Jake Tyler’s walk — around the coast of Great Britain — is less dramatic, but his reasoning for it is much the same.

A week before his 30th birthday he experience­d a breakdown, with thoughts of suicide filling his head. Returning home to his mother, Tyler gradually noticed that after taking her dog Reggie for a walk, he felt marginally less depressed.

From there, it was just a short step (or rather thousands of them) to lapping the country. Neither book is really about what the walker sees on their travels. It’s about the fact that they’re walking at all.

When you’re feeling low, it’s almost as though depression becomes your friend. ‘That feeling of comfort becomes addictive,’ writes Tyler.

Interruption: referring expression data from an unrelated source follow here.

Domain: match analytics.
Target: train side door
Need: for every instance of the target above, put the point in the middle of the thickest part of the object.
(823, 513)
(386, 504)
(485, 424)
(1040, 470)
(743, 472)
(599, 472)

But once you’re up on your feet, things begin to change.

Both writers value their time walking through wooded areas: Martineau points out that, in Japan, ‘woodland zones are registered as forest therapy sites’.

Tyler rejected his doctor’s advice to use antidepres­sants. Drugs have their place and ‘walking it off’ won’t work for everyone. But often it does. For some, the endorphins exercise produces may well be the only drug they’ll need. However, as both discover, if you overdo it, the tiredness can bring you back down again.

My own rule of thumb is that 15 miles feels like a night out with Rod Stewart, 30 miles feels like the day after. So it’s no surprise that Martineau, after putting in some 50-mile days, spends a week in a monastery.

Neither of these books tells a mindblowin­g story, but perhaps that’s what gives them their value. The point is that these two young men are ordinary: many people struggle with what’s going on between their ears but they have both found a simple solution: get walking.